By Mark Kinver
Science and environment reporter, BBC News
Spending the winter in Alaska is not without risks for the geese
Milder winters in the Arctic region have led to fewer Pacific brants, a species of sea goose, migrating southwards, say researchers.
A study by the US Geological Survey (USGS) found that as many as 30% of the birds were overwintering in Alaska rather than migrating to Mexico.
Until recently, more than 90% of the species were estimated to head south.
Writing in the journal Arctic, the team said the shift coincides with warming in the North Pacific and Bering Sea.
"This suggests that environmental conditions have changed for one of the northernmost wintering populations of geese," said lead author David Ward, a USGS researcher at the Alaska Science Center.
Pre-1977 records showed that fewer than 3,000 Pacific brants (Branta bernicla), otherwise know as brent geese, remained in Alaska over the winter.
However, that number had now increased to as many as 40,000 birds remaining in situ.

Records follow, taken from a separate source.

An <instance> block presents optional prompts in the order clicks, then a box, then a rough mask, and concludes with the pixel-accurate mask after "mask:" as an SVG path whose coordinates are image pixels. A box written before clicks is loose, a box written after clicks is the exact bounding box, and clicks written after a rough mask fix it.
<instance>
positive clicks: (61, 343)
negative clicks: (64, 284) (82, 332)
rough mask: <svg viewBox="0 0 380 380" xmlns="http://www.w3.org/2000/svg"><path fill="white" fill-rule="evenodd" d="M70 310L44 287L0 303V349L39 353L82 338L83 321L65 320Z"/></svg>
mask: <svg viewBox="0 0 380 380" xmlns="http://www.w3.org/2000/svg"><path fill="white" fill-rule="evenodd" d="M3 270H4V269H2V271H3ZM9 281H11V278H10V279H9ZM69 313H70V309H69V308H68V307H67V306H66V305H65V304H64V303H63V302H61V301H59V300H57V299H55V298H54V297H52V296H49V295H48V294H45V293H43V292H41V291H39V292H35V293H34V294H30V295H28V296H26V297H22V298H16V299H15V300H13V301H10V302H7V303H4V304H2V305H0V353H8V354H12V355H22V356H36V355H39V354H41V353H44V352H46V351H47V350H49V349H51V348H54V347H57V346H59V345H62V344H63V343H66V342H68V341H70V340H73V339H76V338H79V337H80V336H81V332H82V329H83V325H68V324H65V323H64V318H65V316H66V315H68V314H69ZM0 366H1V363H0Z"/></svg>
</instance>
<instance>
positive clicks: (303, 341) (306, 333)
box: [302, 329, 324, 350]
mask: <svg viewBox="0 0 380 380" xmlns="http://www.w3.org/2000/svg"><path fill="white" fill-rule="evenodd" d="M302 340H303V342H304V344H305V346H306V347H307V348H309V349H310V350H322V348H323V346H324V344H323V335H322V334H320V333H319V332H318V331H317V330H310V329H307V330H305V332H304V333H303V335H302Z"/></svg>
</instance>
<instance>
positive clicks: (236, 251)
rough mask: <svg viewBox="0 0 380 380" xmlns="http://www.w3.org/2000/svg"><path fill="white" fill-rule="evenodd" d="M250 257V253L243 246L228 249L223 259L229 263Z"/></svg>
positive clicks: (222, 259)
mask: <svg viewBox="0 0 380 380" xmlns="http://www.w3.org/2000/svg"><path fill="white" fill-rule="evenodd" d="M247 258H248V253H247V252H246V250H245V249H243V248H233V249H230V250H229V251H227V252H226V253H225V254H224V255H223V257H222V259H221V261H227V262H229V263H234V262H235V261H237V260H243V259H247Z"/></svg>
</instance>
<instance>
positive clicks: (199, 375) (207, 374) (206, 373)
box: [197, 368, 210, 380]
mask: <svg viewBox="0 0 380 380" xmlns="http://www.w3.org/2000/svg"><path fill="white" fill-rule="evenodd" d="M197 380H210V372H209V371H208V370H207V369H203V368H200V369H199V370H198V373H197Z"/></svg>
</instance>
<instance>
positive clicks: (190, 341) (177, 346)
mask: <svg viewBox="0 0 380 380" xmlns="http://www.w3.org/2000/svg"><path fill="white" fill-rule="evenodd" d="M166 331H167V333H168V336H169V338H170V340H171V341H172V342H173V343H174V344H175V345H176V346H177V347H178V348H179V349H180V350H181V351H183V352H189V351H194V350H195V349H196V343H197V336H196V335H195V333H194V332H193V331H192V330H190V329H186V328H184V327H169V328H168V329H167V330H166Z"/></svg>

The authors added that the shift in climate after 1976 had well-documented effects on marine species, such as fish and seals, but estuarine species - such as the brant - had not been recorded.

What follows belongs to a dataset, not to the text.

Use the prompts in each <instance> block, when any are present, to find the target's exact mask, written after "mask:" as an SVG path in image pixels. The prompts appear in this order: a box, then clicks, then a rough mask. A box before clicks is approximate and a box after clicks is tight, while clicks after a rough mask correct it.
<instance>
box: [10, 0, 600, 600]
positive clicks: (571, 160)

"Our study suggests that the growth in the brant population wintering on the Alaska peninsula is linked to the same climate change," Mr Ward observed.
He went on to suggest that the recent period of warming appeared to be related to changes in the availability of eelgrass, the primary food of the geese during their non-breeding season.
Higher air and water temperatures had led to a reduction in the volume of sea ice in coastal waters, which allowed the eelgrass to bloom.
"Undisturbed access to sufficient amounts of eelgrass is crucial to the winter survival of this species," he said.
The researchers expect the number of Pacific brants overwintering in Alaska to increase in the future, because projections suggest rising temperatures will cause a reduction in sea ice at higher latitudes.
But Mr Ward warned that the birds were adopting a potentially risky strategy.
He said that a sudden and severe spell of harsh winter weather could have a devastating impact on those remaining in Alaska.
And if a greater percentage of the birds stayed in the region, then it could have a significant effect on the species' long term success.